Autores principais:Hennig, Saskia
Assunto:Carbon emissions Firm profitability Firm risk Investor awareness Emissões de carbono Rentabilidade da empresa Risco da empresa Sensibilização dos investidores
Ano:2023
País:Portugal
Tipo de documento:dissertação de mestrado
Tipo de acesso:acesso aberto
Instituição associada:Universidade Católica Portuguesa
Idioma:inglês
Origem:Veritati - Repositório Institucional da Universidade Católica Portuguesa
Descrição
Resumo:This thesis aims to assess the connection between firm profitability and firm risk in the European area for 568 companies between 2010 and 2020, incorporating times of higher investor awareness. Stock returns, return on assets, stock return volatility and operating-income volatility serve as proxies when computing panel regressions while differentiating between three scopes of emissions and three emission variables.

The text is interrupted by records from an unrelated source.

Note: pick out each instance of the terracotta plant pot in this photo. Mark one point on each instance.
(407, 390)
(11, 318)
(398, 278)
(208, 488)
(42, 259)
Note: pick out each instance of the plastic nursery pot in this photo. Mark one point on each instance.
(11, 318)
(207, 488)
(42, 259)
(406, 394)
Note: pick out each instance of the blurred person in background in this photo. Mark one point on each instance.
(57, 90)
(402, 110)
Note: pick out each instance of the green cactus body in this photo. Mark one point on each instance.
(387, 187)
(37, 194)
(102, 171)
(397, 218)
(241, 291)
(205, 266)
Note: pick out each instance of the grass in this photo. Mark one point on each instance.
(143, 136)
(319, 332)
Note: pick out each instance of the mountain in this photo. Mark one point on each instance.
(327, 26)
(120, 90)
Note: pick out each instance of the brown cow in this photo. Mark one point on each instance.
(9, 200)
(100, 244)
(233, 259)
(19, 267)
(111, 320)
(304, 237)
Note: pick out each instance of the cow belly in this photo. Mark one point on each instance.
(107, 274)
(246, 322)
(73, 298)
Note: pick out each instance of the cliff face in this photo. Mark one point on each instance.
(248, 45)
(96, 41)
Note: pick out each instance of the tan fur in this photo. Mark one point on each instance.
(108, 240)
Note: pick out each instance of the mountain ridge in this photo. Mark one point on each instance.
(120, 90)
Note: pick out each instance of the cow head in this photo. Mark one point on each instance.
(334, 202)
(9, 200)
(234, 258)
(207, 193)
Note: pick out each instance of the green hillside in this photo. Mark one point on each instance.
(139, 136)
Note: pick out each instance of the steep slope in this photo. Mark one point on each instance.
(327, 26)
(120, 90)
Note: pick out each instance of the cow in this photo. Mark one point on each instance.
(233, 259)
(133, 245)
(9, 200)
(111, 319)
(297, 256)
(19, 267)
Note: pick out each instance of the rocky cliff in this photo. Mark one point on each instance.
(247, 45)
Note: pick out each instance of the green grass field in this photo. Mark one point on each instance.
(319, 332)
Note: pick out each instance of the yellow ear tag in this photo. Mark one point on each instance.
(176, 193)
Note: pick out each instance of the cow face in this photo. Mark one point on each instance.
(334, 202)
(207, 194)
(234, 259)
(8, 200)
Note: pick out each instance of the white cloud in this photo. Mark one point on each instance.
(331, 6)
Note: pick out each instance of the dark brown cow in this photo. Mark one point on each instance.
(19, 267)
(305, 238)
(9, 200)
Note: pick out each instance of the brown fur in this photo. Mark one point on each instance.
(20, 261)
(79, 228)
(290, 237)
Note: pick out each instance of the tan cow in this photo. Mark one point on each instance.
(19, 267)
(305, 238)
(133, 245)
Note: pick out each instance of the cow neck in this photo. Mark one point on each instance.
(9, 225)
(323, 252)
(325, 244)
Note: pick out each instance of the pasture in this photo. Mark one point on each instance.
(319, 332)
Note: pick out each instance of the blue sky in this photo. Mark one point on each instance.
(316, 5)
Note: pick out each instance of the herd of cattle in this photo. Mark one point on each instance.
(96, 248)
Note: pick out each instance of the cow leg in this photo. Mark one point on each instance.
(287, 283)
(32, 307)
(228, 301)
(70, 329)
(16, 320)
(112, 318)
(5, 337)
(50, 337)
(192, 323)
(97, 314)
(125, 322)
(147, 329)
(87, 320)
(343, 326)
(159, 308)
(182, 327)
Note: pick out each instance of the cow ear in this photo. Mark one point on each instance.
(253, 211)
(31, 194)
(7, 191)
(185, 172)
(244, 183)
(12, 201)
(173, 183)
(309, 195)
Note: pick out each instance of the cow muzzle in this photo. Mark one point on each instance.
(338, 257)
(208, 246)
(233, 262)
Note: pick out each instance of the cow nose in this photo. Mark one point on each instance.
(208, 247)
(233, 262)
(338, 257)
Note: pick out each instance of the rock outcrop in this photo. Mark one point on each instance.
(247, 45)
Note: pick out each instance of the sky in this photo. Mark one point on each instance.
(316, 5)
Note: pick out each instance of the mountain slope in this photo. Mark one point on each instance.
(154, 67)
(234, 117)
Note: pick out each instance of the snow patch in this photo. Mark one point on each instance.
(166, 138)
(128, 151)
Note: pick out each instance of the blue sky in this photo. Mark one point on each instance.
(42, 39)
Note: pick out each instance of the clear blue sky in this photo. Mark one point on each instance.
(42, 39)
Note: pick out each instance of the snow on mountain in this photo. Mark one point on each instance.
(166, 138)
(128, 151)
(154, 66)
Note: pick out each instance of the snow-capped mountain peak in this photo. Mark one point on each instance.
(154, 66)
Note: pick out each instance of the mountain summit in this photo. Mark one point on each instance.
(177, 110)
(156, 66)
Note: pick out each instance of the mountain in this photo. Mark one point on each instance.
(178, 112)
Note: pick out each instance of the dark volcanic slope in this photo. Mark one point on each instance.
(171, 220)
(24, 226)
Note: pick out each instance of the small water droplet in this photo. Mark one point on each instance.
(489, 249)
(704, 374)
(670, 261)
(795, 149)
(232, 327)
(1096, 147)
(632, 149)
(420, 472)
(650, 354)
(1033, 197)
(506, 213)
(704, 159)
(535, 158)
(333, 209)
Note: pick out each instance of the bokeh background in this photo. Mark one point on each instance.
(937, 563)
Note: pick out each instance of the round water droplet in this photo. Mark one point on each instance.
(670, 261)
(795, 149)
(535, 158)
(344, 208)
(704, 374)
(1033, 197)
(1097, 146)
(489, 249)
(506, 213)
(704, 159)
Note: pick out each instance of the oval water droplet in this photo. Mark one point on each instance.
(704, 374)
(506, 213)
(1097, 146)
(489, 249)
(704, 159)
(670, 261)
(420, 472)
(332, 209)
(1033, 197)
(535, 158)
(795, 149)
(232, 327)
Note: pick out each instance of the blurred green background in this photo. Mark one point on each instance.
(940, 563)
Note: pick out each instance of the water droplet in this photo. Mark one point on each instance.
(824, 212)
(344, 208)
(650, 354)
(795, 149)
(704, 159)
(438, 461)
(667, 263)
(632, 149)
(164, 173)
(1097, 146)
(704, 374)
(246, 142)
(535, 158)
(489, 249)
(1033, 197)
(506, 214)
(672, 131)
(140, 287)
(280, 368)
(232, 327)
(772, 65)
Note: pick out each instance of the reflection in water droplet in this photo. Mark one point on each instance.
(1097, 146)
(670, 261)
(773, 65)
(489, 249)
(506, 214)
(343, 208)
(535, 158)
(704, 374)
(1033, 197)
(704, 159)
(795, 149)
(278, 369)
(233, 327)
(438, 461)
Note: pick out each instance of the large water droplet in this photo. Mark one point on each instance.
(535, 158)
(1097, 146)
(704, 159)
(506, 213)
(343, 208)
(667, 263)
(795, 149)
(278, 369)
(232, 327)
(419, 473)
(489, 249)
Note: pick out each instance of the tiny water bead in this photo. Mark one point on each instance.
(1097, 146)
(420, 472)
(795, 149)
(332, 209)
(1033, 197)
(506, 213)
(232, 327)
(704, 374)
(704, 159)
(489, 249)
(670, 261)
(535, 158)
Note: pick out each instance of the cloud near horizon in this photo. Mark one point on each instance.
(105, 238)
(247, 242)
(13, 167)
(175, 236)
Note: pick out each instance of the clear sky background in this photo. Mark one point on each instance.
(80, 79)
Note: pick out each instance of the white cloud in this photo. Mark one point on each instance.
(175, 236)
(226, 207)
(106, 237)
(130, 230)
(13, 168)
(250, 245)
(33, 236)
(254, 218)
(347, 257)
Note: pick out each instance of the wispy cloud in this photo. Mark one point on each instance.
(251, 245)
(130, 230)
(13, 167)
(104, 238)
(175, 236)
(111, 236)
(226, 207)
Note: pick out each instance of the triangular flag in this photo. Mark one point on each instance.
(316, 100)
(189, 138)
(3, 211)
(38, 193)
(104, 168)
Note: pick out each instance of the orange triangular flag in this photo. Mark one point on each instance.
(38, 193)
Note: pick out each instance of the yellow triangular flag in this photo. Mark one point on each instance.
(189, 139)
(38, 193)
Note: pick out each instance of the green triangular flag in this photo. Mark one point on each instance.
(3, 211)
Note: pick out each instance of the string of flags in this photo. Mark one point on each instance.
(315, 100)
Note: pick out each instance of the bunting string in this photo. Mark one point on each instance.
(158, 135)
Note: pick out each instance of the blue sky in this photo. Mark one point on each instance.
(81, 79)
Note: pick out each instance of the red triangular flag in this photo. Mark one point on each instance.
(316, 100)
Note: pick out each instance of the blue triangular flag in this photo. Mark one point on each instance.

The results suggest a negative relationship between the level and intensities of carbon emissions and firm profitability, while there is no defined correlation with firm risk. Distinguishing between the different scopes of emissions and different forms of firm risk seems to be important when making decisions in the context of carbon emissions and associated risks or opportunities. This becomes even clearer when looking at the change in emissions where I show that coefficients carry the opposite sign compared to emission levels and intensities. Furthermore, managers should adjust decision-making during times of elevated investor awareness as the negative impact of higher carbon emissions on firm profitability amplifies.